We already live in our own personal social media reality bubbles. Now Twitter is providing entire countries with their own reality bubbles.
Early this year, Twitter created the capability to block tweets and users by country, while still allowing Twitter users — err, customers — in other countries to see them. Now the 140-character social network has done so for the very first time, as MarketingLand reported.
Twitter’s top lawyer confirmed it, by tweet, of course:
We announced the ability to withhold content back in Jan. We're using it now for the first time re: a group deemed illegal in Germany.—
Alex Macgillivray (@amac) October 18, 2012
Twitter had received a request to close the account from German police, and recorded it, as is Twitter policy, on the Chilling Effects anti-censorship website:
The enclosed letter gives you the information that the Ministry of the Interior of the State of Lower-Saxony in Germany has banned the organisation “Besseres Hannover.” It is disbanded, its assets are seized and all its accounts in social networks have to be closed immediately. The Public Prosecutor (State Attorney’s Office) has launched an investigation on suspicion of forming a criminal association.

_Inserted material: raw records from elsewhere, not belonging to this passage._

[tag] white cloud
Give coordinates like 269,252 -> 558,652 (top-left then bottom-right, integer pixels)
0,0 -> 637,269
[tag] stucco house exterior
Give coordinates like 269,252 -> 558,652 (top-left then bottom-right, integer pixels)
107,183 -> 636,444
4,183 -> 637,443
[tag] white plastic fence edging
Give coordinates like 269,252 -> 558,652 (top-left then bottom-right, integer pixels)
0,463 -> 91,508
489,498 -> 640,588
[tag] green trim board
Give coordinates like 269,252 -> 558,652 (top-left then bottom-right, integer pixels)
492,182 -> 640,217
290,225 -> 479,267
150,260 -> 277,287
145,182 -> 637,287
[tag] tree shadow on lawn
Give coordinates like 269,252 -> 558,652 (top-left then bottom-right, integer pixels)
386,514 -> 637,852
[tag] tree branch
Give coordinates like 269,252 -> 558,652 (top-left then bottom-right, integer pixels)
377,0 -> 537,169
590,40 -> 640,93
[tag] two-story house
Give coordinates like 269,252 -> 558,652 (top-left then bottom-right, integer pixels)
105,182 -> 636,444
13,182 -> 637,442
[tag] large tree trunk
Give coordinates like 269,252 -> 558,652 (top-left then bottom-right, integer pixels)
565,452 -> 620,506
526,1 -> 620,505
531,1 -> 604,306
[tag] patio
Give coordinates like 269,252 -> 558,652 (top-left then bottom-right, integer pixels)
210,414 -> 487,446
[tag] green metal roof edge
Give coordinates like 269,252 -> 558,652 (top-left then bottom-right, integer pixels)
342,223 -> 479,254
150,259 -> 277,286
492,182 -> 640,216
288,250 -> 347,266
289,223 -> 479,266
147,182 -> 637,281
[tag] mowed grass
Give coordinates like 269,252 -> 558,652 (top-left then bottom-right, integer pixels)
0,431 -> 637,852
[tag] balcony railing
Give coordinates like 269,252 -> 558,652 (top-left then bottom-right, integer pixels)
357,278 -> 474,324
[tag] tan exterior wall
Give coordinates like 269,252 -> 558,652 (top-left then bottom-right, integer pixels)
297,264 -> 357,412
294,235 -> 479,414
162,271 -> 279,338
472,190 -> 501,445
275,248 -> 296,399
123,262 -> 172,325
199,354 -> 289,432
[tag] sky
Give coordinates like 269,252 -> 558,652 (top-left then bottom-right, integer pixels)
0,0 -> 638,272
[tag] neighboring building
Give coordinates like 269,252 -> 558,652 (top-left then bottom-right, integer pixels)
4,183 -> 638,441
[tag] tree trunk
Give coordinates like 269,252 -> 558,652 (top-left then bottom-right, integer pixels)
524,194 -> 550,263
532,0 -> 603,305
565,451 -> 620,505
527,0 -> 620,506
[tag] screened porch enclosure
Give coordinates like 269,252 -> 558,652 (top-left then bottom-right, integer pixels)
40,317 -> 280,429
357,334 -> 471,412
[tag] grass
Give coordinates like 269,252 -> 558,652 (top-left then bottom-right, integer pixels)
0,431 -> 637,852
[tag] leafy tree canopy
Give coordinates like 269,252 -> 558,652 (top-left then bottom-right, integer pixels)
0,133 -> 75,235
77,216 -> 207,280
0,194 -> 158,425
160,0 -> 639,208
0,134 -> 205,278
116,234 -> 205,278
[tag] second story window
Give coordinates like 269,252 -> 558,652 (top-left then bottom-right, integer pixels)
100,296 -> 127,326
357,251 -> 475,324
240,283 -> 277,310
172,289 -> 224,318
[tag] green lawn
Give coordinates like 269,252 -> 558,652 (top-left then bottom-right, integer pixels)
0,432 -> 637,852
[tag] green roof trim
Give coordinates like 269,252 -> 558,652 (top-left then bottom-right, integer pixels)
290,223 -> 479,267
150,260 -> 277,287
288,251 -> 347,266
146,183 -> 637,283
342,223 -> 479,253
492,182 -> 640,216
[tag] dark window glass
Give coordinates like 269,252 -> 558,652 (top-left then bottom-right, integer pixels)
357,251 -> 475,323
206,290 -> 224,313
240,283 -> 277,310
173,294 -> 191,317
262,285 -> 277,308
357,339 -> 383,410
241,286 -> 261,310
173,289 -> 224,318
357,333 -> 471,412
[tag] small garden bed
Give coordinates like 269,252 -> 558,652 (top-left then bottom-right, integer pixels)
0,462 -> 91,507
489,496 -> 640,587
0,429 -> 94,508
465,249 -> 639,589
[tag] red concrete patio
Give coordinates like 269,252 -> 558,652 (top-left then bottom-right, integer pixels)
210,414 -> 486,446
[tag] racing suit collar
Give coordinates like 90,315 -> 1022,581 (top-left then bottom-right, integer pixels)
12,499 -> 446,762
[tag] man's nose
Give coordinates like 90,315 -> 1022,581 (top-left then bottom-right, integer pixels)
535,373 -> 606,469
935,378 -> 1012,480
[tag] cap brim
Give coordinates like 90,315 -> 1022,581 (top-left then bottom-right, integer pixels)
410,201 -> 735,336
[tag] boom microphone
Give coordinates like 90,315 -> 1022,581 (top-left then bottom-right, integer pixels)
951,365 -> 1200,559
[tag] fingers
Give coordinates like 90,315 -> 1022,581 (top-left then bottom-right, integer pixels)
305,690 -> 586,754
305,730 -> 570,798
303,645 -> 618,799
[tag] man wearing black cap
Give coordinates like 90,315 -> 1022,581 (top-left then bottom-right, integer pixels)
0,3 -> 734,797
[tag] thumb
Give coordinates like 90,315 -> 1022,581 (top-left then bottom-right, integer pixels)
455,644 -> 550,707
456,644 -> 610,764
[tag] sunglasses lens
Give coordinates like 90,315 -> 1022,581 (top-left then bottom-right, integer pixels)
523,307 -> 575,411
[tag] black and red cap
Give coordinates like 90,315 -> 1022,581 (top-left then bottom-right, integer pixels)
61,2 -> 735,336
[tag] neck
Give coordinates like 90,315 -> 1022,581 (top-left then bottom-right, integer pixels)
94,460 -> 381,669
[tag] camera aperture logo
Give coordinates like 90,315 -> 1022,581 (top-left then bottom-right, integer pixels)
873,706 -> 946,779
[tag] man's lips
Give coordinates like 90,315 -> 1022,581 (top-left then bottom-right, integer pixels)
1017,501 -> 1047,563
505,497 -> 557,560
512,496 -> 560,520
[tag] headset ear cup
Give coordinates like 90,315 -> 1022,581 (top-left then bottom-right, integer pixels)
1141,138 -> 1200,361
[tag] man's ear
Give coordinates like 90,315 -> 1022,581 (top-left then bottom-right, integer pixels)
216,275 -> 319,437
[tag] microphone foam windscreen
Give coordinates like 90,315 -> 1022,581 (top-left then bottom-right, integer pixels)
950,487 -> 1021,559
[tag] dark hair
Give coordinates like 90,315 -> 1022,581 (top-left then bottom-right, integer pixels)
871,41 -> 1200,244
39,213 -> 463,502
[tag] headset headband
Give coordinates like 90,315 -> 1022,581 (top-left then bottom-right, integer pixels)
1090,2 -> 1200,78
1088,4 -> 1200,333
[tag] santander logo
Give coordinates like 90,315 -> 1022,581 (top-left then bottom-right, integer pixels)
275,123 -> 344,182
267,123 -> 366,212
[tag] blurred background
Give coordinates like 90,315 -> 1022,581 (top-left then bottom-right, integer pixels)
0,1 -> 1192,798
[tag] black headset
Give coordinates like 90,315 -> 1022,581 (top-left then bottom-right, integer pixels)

It is the task of the Polizeidirektion Hannover (Hannover Police) to enforce the ban.
The organisation “Besseres Hannover” uses the Twitter account
I ask you to close this account immediately and not to open any substitute accounts for the organisation “Besseres Hannover”.
The blocked group is allegedly a neo-Nazi organization in Hannover, Germany, where for obvious historical reasons neo-Nazi organizations are illegal. Due to Twitter’s country-specific method of dealing with censorship, however, the account has not been closed.
The tweets and account are still available and visible from other countries … so the organization is now complaining, in English, about German censorship:
besseres-hannover (@hannoverticker) October 18, 2012
While people in Germany theoretically cannot see this account, country reality bubbles are easy to pop.
Anyone can, with a very limited amount of technical knowledge and software fiddling, appear to come from just about anywhere else. Firefox, for instance, offers Geolocater, which allows you to spoof sites’ geo-location routines with just a few clicks. Or you can use a proxy server, or pay for services like the wonderfully-named Hide My Ass private VPN.
Generally, people use these for connecting to country-specific video content. But they could also be used to circumvent Twitter and Google country blockages.
Which, when the content is allegedly neo-Nazi hatred, is not a great thing. But I guess the price of freedom is the risk that some will be assholes.